Re: [PATCH] khugepaged: Optimize collapse_pte_mapped_thp() for large folios by PTE batching

linux-mm.kvack.org archive mirror
 help / color / mirror / Atom feed

From: Lorenzo Stoakes <lorenzo.stoakes@oracle.com>
To: Dev Jain <dev.jain@arm.com>
Cc: akpm@linux-foundation.org, david@redhat.com, ziy@nvidia.com,
	baolin.wang@linux.alibaba.com, Liam.Howlett@oracle.com,
	npache@redhat.com, ryan.roberts@arm.com, baohua@kernel.org,
	linux-mm@kvack.org, linux-kernel@vger.kernel.org
Subject: Re: [PATCH] khugepaged: Optimize collapse_pte_mapped_thp() for large folios by PTE batching
Date: Wed, 18 Jun 2025 18:50:38 +0100	[thread overview]
Message-ID: <cd871535-f606-4f2b-8fb2-e3520a2b000f@lucifer.local> (raw)
In-Reply-To: <20250618155608.18580-1-dev.jain@arm.com>

This series has a lot of duplication in it esp vs. your other series [0], but
perhaps something we can tackle in a follow up.

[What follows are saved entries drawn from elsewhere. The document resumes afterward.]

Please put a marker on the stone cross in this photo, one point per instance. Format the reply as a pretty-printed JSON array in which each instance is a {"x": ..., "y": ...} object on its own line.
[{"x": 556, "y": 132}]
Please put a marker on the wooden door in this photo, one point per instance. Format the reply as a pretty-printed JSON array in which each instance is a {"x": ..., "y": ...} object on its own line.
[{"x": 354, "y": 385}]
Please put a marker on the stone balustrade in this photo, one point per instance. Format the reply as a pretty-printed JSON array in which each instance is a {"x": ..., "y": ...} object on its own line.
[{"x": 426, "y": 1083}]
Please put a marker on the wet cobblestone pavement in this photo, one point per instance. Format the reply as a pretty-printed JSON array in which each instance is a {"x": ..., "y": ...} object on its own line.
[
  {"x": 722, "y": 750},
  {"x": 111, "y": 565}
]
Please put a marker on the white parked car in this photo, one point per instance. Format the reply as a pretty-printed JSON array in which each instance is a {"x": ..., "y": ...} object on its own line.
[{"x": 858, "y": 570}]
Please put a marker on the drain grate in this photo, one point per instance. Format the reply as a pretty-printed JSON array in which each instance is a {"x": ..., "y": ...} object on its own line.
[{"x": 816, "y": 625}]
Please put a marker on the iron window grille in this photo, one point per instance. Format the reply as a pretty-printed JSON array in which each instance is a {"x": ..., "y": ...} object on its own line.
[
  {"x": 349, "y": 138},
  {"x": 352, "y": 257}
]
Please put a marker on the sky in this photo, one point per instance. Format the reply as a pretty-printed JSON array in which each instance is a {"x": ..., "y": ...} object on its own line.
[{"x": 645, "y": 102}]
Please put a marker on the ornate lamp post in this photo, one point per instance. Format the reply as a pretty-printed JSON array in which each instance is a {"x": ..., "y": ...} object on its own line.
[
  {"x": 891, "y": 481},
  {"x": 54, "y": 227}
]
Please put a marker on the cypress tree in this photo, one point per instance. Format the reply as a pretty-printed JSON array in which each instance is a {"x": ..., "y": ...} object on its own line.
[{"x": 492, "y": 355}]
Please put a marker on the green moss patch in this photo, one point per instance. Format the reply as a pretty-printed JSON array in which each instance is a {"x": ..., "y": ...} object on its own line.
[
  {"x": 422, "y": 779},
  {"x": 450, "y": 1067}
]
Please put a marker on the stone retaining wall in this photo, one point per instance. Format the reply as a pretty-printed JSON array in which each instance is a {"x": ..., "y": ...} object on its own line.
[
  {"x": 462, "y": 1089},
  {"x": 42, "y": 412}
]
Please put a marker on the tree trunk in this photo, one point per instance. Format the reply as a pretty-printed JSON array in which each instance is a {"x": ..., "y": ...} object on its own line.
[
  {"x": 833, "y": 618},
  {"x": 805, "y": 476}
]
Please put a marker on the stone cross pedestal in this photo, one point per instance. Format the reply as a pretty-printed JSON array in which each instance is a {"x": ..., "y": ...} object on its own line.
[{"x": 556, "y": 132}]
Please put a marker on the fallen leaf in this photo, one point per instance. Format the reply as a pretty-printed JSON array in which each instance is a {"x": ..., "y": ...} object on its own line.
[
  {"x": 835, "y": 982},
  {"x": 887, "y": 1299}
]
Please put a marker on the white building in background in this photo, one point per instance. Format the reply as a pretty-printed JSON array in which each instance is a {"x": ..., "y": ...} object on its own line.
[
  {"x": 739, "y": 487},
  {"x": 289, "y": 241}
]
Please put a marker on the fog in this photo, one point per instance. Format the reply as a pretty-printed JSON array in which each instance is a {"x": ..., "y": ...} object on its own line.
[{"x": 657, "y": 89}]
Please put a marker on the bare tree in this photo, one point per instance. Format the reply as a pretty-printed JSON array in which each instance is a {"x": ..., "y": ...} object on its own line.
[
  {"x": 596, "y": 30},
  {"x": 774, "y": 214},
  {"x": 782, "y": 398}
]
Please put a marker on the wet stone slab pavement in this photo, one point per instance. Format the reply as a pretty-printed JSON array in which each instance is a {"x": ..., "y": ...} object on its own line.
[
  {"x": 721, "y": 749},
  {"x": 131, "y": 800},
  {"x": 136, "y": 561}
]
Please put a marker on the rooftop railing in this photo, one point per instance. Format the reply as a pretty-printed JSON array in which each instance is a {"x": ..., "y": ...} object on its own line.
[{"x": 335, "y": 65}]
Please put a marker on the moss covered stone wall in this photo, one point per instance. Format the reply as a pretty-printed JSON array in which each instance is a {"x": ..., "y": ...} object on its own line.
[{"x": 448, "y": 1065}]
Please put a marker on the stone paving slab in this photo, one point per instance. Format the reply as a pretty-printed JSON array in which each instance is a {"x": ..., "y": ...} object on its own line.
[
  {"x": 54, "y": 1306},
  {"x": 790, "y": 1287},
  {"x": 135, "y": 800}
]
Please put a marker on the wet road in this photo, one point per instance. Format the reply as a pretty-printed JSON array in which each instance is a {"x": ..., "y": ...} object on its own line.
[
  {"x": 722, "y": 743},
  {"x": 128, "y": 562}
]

It'd be nice if we could find a way to de-duplicate some of the near-identical
code though.

But it's a 'maybe' on that because hey, the code in this file is hideous anyway
and needs a mega rework in any case...

[0]: https://lore.kernel.org/all/20250618102607.10551-1-dev.jain@arm.com/

On Wed, Jun 18, 2025 at 09:26:08PM +0530, Dev Jain wrote:
> Use PTE batching to optimize collapse_pte_mapped_thp().
>
> On arm64, suppose khugepaged is scanning a pte-mapped 2MB THP for collapse.
> Then, calling ptep_clear() for every pte will cause a TLB flush for every
> contpte block. Instead, clear_full_ptes() does a
> contpte_try_unfold_partial() which will flush the TLB only for the (if any)
> starting and ending contpte block, if they partially overlap with the range
> khugepaged is looking at.
>
> For all arches, there should be a benefit due to batching atomic operations
> on mapcounts due to folio_remove_rmap_ptes().
>
> Note that we do not need to make a change to the check
> "if (folio_page(folio, i) != page)"; if i'th page of the folio is equal
> to the first page of our batch, then i + 1, .... i + nr_batch_ptes - 1
> pages of the folio will be equal to the corresponding pages of our
> batch mapping consecutive pages.
>
> No issues were observed with mm-selftests.
>
> Signed-off-by: Dev Jain <dev.jain@arm.com>
> ---
>
> This is rebased on:
> https://lore.kernel.org/all/20250618102607.10551-1-dev.jain@arm.com/
> If there will be a v2 of either version I'll send them together.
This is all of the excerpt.